Preliminary evaluations show Hurricane Fiona damaged 50 per cent of transmission lines and distribution feeders across Puerto Rico, as hundreds of thousands remain without power or water service almost two weeks after the storm hit, officials said Thursday.
The announcement came as a major power plant in Puerto Rico was knocked offline and began to spew heavy black smoke in the latest setback to efforts to stabilize the U.S. territory’s power grid.
Gov. Pedro Pierluisi said crews were working swiftly to restore essential services, but he stressed that he was not satisfied that more than 270,000 customers out of 1.47 million were without power and more than 100,000 clients out of 1.2 million were without water service.
The situation has angered and exasperated many who were already affected by power outages blamed on Hurricane Maria, a Category 4 storm that razed the island’s power grid in September 2017. Hurricane Fiona slammed into Puerto Rico’s southwest region as a Category 1 storm on Sept. 18.
“We are living in a state of eternal fragility,” said Puerto Rico Rep. Mariana Nogales.
Luma, a private company that operates transmission and distribution of power in Puerto Rico, has promised that electricity would be restored to 90 per cent of customers by Friday in areas not severely affected by the storm. In hard-hit areas, officials have said they might restore power to 90 per cent of clients by next Thursday.
“I’m demanding more,” Pierluisi said.
Officials have not said when the entire island might be energized.
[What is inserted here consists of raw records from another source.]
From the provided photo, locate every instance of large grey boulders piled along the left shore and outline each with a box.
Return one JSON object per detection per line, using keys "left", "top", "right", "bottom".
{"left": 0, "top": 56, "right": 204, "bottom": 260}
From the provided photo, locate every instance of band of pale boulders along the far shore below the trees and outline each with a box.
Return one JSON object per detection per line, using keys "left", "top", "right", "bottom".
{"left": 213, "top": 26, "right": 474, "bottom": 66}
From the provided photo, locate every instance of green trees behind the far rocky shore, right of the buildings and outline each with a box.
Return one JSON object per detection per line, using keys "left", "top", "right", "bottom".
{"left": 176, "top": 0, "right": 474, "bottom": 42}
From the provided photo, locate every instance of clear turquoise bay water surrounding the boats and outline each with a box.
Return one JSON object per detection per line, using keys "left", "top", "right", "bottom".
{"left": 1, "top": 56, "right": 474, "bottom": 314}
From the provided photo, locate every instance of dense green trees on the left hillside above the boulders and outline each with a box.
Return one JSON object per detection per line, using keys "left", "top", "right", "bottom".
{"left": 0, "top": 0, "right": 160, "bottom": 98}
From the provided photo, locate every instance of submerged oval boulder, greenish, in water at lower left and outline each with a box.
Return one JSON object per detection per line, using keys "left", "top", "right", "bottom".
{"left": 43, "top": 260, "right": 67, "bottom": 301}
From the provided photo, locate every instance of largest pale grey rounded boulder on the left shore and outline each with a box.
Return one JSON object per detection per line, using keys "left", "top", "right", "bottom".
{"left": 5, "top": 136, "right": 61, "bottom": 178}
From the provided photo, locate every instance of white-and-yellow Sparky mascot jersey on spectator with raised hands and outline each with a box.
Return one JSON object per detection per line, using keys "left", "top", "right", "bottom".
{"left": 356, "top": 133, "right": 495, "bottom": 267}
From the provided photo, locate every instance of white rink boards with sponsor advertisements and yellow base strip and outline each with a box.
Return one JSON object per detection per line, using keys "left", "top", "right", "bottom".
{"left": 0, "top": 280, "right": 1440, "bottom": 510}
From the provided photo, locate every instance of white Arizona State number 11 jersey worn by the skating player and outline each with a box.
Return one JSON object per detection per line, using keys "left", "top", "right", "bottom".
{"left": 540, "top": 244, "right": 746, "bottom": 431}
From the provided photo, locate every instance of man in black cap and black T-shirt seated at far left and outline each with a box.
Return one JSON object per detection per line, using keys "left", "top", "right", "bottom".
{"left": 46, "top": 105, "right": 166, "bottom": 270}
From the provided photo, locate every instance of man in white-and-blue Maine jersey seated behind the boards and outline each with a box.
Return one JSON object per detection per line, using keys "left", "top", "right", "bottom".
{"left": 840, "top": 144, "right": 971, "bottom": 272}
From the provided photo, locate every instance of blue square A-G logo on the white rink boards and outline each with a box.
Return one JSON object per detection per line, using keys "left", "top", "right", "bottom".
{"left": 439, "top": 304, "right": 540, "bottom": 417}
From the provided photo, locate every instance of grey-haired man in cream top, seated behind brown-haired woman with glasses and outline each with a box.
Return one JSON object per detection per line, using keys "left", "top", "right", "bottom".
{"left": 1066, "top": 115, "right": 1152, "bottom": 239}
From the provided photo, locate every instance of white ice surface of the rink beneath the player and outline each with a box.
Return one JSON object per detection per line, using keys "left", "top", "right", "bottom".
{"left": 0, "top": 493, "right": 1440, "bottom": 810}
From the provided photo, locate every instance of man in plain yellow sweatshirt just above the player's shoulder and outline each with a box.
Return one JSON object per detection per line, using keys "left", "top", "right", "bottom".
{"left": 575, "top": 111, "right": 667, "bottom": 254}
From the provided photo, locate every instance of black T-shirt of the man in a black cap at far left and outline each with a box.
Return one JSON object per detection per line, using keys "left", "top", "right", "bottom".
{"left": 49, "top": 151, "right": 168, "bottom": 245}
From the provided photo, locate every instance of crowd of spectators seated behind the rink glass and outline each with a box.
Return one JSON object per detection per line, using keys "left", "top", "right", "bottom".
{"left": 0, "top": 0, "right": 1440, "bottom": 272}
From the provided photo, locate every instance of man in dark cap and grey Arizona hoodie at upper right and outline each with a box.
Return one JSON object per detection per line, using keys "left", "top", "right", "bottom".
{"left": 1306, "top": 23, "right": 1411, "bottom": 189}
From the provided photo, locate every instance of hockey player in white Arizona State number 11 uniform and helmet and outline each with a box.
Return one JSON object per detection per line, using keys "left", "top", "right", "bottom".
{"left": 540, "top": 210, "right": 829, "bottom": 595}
Power outage has forced businesses to close
The lack of power has led to dwindling diesel supplies and prompted U.S. Homeland Security Secretary Alejandro Mayorkas to announce Wednesday night that he would temporarily waive a federal law to allow for a British Petroleum ship to dock in Puerto Rico and unload 300,000 barrels of diesel.
The outage has forced businesses, including grocery stores and gas stations, to temporarily close and prevented hundreds of schools from opening. In addition, 16 government medical clinics and seven dialysis centres are still operating on generators.
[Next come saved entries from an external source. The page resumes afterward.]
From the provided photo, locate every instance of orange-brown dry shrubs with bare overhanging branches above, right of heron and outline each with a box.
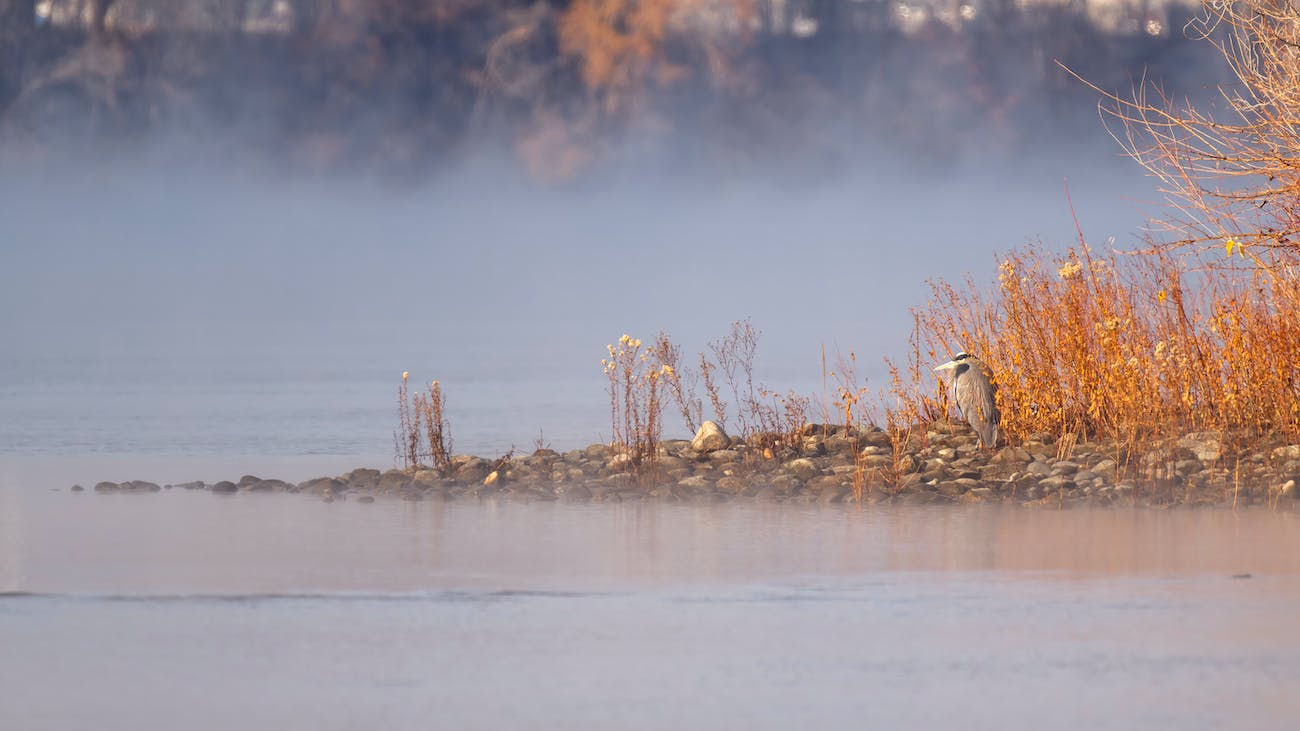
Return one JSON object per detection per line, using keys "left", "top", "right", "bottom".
{"left": 896, "top": 1, "right": 1300, "bottom": 476}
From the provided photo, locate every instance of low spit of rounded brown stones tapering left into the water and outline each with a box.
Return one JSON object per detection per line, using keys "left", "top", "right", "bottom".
{"left": 83, "top": 421, "right": 1300, "bottom": 510}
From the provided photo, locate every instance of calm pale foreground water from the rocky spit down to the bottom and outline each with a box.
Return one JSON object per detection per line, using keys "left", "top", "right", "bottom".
{"left": 0, "top": 460, "right": 1300, "bottom": 728}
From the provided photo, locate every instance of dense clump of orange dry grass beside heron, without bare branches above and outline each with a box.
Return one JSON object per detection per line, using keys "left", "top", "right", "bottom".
{"left": 896, "top": 232, "right": 1300, "bottom": 463}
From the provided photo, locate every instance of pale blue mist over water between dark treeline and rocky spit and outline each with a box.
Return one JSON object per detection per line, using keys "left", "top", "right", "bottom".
{"left": 0, "top": 155, "right": 1153, "bottom": 455}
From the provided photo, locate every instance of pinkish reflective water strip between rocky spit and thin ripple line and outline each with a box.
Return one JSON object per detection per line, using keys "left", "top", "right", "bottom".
{"left": 0, "top": 488, "right": 1300, "bottom": 593}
In a policy brief released Thursday, the Puerto Rico-based think-tank Center for a New Economy said Puerto Rico was already extremely vulnerable prior to Fiona because only 30 per cent of permanent reconstruction work related to 2017’s Hurricane Maria had started.
“Basically, nothing had been done to strengthen the electric grid and other critical infrastructures or increase their resiliency,” the centre said. “The damage caused by Hurricane Fiona will certainly add another layer of complexity on top of what was already a difficult and complicated effort.”
While pledging to visit Florida, which was ravaged by Hurricane Ian on Wednesday, U.S. President Joe Biden said Thursday that he would plan a visit to Puerto Rico.
“I’m committed to you and the recovery of the island,” he said. “We’ve not gone away.”